Pemerintah akan mengakselerasi pengembangan industri laut secara komprehensif dan terukur.
Dalam pilot project ini, kami bekerja sama dengan BRIN, KKP, Sea6, Prospera, MTCRC, Konservasi Indonesia, Universitas Mataram untuk mengevaluasi dampak proyek ini terhadap kondisi sosial ekonomi masyarakat, kualitas air, ekosistem lingkungan dan potensi penyerapan karbon.
“Dengan begitu kami akan memperoleh data yang akurat untuk penyempuranaan kebijakan ke depan. Berbagai program akan dilaksanakan untuk mendukung akselerasi yang terintegrasi baik di hulu maupun sisi hilir,” ungkap Menko Luhut.

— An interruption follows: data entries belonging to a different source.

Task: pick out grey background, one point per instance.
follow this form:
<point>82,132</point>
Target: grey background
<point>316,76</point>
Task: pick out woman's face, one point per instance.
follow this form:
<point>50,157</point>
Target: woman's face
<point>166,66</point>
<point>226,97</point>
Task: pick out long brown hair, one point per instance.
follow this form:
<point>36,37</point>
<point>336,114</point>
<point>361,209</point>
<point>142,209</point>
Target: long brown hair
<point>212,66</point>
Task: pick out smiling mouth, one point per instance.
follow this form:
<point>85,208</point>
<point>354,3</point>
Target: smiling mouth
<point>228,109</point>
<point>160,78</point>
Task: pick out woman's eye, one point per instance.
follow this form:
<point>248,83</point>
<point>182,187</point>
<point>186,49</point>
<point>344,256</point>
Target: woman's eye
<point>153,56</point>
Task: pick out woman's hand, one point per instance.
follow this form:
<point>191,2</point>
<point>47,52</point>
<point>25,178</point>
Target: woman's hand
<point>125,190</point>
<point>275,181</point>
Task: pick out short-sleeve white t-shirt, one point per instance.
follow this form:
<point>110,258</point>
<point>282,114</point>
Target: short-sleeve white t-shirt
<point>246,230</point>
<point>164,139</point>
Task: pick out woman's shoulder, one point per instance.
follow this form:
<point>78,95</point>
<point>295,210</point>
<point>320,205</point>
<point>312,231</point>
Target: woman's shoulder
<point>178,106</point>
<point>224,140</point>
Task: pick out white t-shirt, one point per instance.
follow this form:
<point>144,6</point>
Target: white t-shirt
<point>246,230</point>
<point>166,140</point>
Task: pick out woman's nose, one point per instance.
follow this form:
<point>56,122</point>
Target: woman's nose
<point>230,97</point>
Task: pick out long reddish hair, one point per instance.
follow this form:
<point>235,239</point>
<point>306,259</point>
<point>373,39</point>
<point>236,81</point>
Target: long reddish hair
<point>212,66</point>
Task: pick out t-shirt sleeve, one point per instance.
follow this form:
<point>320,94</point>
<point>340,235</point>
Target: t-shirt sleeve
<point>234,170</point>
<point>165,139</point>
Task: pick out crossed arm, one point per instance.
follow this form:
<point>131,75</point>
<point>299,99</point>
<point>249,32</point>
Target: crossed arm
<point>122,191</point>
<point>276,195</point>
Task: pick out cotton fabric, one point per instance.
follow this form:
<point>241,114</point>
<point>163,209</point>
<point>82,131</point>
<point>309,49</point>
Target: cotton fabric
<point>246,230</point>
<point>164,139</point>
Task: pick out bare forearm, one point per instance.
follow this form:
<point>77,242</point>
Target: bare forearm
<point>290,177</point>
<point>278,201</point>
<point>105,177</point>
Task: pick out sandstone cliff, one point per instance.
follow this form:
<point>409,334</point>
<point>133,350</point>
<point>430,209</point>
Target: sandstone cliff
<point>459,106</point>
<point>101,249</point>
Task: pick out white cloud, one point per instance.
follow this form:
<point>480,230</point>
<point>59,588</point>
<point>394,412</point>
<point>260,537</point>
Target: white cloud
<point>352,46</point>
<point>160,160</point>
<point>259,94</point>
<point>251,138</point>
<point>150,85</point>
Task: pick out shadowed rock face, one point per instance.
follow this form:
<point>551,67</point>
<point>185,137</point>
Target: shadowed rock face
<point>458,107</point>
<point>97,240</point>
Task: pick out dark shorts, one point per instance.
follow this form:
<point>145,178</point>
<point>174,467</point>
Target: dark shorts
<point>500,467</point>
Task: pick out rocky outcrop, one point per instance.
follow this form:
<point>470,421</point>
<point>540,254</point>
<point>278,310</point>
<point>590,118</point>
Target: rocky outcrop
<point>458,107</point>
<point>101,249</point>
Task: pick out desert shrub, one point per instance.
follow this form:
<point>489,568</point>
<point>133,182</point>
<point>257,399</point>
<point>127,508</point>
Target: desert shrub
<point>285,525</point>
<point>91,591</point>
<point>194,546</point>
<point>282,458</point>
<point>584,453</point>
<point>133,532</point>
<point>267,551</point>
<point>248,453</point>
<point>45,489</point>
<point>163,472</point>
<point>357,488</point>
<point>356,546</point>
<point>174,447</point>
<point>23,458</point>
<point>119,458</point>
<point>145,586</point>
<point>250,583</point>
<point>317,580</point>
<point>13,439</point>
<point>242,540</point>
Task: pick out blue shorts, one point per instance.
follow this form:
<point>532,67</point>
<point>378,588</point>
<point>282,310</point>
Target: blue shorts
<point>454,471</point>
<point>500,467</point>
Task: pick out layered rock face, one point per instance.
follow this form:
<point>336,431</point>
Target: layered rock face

Percepatan industri rumput laut melibatkan kementerian dan lembaga lainnya, diantaranya Kementerian Kelautan dan Perikanan, Kementerian Perindustrian, Kementerian Keuangan, Kementerian Dalam Negeri, Kementerian BUMN, Kementerian Investasi, Badan Riset dan Inovasi Nasional, pemerintah daerah, universitas maupun mitra pembangunan.
Beberapa program yang akan dilaksanakan di antaranya penyediaan bibit berkualitas, pemetaan potensi lahan dengan menggunakan satelit, penyederhanaan perizinan berusaha, riset jenis rumput laut unggul dan kualitas lingkungan, penyiapan aspek sosial ekonomi, peningkatan mutu pengolahan hasil dan market generation.
“Ke depan, Saya meminta kepada semua pihak untuk memperkuat sinergi dan kolaborasi demi kebangkitan industri rumput laut nasional. Saya tegaskan dan sampaikan pada acara showcase ini, untuk kita bersama-sama terus mengawal program akselerasi hilirisasi rumput laut nasional demi mendorong peningkatan pendapatan dan kesejahteraan masyarakat, meningkatkan lapangan pekerjaan serta menambah pendapatan negara untuk melanjutkan pembangunan diberbagai sektor,” pungkas Menko Luhut.
Piloting Rumput Laut
Sementara itu, Menteri Kelautan dan Perikanan, Sakti Wahyu Trenggono mendukung penuh showcase piloting rumput laut skala besar di Teluk Ekas.
Dia berharap, kegiatan ini dapat menambah pengetahuan dan kemampuan pembudidaya dalam mengembangkan rumput laut secara modern.
Selain itu, piloting ini dapat menyerap hasil panen pembudidaya secara maksimal sehingga berimbas pada stabilitas harga dan peningkatan kesejahteraan.
KKP sendiri, lanjutnya, telah membangun modeling rumput laut seluas 50 hektare di Wakatobi, Sulawesi Tenggara sebagai strategi meningkatkan produksi rumput laut nasional yang ramah lingkungan, serta sebagai upaya mendorong hilirisasi rumput laut di Indonesia.
Kolaborasi lintas sektor, diakuinya, memang diperlukan untuk mewujudkan hilirisasi rumput laut yang menjadi arahan Presiden Joko Widodo.